Robert when you did your glue up did you alternate the direction of the annual rings . Since boards tend to cup in the opposite direction of the annual rings. This will balance the stress and keep the assembly from cupping at all. This applies to plain sawn lumber. Also the wide of the boards also could have some bearing on the cup. Try to work with narrower boards to make our blank for your top.


----------



## Rob1 (Mar 6, 2009)

Thanks for your responses. I did alternate the growth rings. I started with 30 BF rough, and after milling the wood ( 4 to 5 inch wide ) and selecting pieces I was forced to use two boards which were more like flatsawn, than quartersawn. These two pieces exhibit the most cupping. 

The clamps and cauls helped to straighten the top, and none of my friends have noticed it is still slightly cupped.

If it was easy everyone would do it.

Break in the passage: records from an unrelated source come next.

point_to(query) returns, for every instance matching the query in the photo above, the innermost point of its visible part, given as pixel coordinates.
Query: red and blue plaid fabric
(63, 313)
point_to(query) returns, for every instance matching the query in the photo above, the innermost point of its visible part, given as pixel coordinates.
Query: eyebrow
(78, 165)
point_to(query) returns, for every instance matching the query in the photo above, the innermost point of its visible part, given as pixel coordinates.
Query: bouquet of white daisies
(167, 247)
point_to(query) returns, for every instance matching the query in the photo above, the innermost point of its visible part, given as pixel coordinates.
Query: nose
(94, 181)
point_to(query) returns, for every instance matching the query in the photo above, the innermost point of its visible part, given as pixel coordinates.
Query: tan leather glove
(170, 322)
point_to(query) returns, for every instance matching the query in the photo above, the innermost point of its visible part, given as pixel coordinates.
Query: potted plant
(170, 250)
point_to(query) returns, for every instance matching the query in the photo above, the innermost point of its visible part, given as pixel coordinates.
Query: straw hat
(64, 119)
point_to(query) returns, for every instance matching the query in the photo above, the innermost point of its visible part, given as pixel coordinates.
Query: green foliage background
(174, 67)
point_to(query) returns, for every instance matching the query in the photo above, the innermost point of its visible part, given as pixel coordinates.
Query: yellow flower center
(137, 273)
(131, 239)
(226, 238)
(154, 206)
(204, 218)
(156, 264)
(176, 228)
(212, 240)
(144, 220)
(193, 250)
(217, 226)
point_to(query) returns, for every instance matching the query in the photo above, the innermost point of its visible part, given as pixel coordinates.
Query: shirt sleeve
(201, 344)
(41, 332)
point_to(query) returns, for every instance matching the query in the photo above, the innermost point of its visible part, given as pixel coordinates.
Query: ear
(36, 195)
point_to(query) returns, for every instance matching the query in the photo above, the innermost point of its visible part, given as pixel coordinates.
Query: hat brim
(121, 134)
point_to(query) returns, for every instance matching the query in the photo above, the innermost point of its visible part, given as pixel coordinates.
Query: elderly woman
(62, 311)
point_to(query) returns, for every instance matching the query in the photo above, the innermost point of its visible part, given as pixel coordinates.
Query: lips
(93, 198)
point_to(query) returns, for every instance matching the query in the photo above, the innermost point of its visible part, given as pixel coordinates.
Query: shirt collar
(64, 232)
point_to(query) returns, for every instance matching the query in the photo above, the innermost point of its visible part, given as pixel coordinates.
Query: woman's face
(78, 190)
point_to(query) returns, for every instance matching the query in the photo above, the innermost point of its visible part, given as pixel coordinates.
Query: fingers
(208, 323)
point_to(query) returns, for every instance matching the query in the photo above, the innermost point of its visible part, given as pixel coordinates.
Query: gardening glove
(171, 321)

Next time I check the moisture with a meter, and, add 10% to my BF estimate for the wood. 



Bob


----------



## BigJimAK (Mar 13, 2009)

Rob1 said:


> Thanks for your responses. I did alternate the growth rings. I started with 30 BF rough, and after milling the wood ( 4 to 5 inch wide ) and selecting pieces I was forced to use two boards which were more like flatsawn, than quartersawn. These two pieces exhibit the most cupping.
> 
> The clamps and cauls helped to straighten the top, and none of my friends have noticed it is still slightly cupped.
> 
> ...


Only 10%, Rob? I *aspire* to such tight tolerances!

How else do you keep the wood stove fueled on a cold winder day? <g>


----------



## jlord (Nov 16, 2009)

Did you glue your top to the apron? Did you slot your mounting screw holes for top to allow for seasonal movement?


----------



## Rob1 (Mar 6, 2009)

I esitmated 10% extra when I started. I should have said add an additional 10%, total 20% extra to estimate.

I did not glue the top to the frame. I cut a dado in the rails, then fabricated "L" shaped wooded clips which are screwed to the top. This allows for movement in both the X, and Y axis. Its also easy to remove the top for transport.

Thanks for your responses.

Bob


----------



## waynoe (Sep 29, 2004)

Bob
Sounds like a moisture problem to me. You could try putting bread board ends on it, might help.
Wayne


----------